O procurador Deltan Dallagnol teria usado dois grupos políticos surgidos após a Operação Lava Jato, o Vem pra Rua e o Instituto Mude, como porta-vozes de causas políticas pessoais dele e da operação.

É o que apontam mensagens trocadas por meio do aplicativo Telegram e que fazem parte do arquivo da “Vaza Jato”, que teve a 15ª parte divulgada hoje (12) pelo portal The Intercept Brasil (veja aqui na íntegra).

Nos diálogos, Dallagnol pauta atos públicos, publicações em redes sociais e até manifestações dos movimentos de forma oculta. Ele ainda teria tomado cuidados para não ser vinculado publicamente a eles.

Os chats mostram que Dallagnol começou a se movimentar a fim de influenciar a escolha do novo relator da Lava Jato no Supremo Tribunal Federal (STF) um dia após a morte do ministro Teori Zavascki, antigo responsável pelos processos da operação na Corte.

Próxima ao coordenador da força-tarefa, a procuradora Thaméa Danelon, ex-integrante do braço paulista da Lava Jato – que chegou a coordenar por menos de dois meses no fim de 2018–, em várias ocasiões funcionou como uma espécie de ponte com o Vem pra Rua.

O Instituto Mude — Chega de Corrupção foi criado inicialmente para coletar assinaturas a favor das dez medidas contra a corrupção.
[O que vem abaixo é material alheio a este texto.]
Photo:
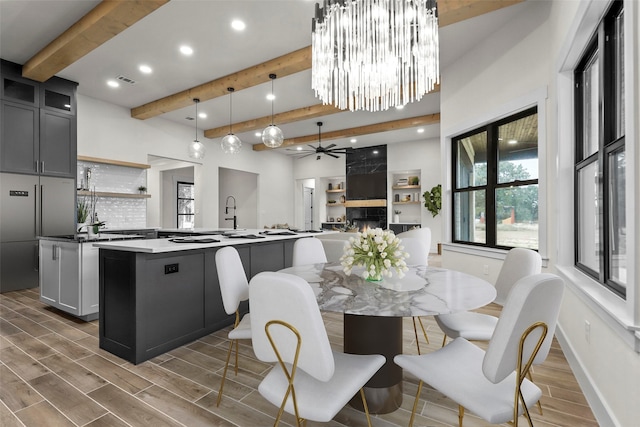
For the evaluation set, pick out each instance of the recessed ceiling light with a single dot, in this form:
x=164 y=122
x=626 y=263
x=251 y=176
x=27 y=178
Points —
x=238 y=25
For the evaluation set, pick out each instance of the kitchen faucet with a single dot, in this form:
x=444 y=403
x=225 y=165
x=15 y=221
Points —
x=226 y=211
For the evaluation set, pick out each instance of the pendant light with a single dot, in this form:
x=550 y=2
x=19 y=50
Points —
x=230 y=144
x=196 y=148
x=272 y=135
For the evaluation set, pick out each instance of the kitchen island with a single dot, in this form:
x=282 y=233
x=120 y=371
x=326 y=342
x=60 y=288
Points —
x=159 y=294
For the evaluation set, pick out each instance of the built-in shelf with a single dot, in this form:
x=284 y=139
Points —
x=112 y=194
x=113 y=162
x=405 y=187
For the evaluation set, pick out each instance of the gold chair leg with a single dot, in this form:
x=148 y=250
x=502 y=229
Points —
x=237 y=346
x=224 y=375
x=538 y=403
x=424 y=331
x=415 y=332
x=415 y=404
x=366 y=407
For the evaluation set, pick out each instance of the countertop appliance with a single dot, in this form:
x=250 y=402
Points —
x=31 y=206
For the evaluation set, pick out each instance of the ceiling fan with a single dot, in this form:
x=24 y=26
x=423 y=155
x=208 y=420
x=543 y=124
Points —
x=319 y=150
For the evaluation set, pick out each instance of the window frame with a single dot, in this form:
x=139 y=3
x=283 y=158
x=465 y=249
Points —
x=178 y=198
x=492 y=184
x=601 y=45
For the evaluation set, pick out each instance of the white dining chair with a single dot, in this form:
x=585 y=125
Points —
x=234 y=289
x=308 y=250
x=493 y=384
x=416 y=243
x=310 y=380
x=518 y=263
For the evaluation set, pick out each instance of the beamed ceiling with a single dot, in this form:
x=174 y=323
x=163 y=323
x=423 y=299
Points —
x=107 y=34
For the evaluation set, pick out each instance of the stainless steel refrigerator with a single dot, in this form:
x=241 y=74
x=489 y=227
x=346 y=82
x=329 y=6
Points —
x=31 y=206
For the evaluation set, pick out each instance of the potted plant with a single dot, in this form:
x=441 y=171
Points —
x=433 y=200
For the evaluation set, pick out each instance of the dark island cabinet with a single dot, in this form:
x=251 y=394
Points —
x=39 y=128
x=152 y=303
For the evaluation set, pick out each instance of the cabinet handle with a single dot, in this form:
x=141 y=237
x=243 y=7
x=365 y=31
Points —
x=35 y=210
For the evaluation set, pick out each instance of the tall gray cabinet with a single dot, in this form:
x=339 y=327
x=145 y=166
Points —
x=38 y=151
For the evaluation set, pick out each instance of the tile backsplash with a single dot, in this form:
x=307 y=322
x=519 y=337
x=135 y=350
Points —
x=117 y=212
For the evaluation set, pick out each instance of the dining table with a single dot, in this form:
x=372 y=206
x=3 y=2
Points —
x=373 y=313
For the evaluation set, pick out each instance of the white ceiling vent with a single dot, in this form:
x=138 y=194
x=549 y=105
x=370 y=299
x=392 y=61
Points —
x=126 y=80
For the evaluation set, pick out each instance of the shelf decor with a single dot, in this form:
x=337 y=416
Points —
x=378 y=251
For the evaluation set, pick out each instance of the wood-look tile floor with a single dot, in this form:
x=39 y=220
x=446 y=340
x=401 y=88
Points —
x=53 y=373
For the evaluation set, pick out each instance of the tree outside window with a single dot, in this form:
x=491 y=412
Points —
x=496 y=183
x=186 y=205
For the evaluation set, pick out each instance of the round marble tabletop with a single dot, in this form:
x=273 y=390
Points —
x=422 y=291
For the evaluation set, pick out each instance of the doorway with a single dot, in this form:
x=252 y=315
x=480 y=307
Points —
x=307 y=195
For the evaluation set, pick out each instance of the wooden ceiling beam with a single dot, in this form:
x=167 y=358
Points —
x=449 y=12
x=287 y=64
x=103 y=22
x=291 y=116
x=452 y=11
x=428 y=119
x=304 y=113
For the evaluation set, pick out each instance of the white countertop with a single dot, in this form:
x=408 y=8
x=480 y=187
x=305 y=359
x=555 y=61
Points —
x=193 y=242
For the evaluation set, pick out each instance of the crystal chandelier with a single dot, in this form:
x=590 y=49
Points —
x=374 y=54
x=231 y=143
x=196 y=148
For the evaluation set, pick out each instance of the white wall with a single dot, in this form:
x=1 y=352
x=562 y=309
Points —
x=108 y=131
x=243 y=187
x=497 y=78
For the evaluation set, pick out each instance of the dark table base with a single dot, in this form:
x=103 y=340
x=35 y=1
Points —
x=377 y=335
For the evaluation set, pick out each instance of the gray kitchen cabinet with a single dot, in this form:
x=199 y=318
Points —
x=69 y=277
x=20 y=138
x=38 y=125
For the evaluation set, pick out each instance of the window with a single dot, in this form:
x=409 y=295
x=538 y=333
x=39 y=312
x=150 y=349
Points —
x=186 y=205
x=601 y=244
x=495 y=183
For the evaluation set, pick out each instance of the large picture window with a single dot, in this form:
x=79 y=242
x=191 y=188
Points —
x=495 y=190
x=601 y=244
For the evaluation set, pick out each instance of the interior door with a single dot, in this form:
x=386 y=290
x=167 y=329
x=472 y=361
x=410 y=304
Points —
x=308 y=207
O pacote de mudanças legislativas veio a se tornar uma obsessão pessoal de Dallagnol. O coordenador da Lava Jato no Paraná teria atuado como um diretor informal do movimento, que chegou a organizar encontros em uma igreja frequentada pelo procurador – e em que ele é pregador eventual.

A reportagem mostra que, com a derrota na votação das dez medidas na Câmara Federal, Dallagnol passou a usar o Mude e ainda o Vem Pra Rua para outras tarefas, como influenciar a escolha do relator da Lava Jato no STF após a morte de Zavascki.

Dallagnol agiu nos bastidores dos grupos e impulsionou a pressão ao STF, para rejeição dos nomes de Gilmar Mendes, Ricardo Lewandowski e do atual presidente da Corte, Dias Toffoli, para a relatoria das ações da operação.

Os diálogos mostram também que o procurador articulou ações para constranger ou pressionar ministros nos julgamentos que discutiram a prisão em segunda instância.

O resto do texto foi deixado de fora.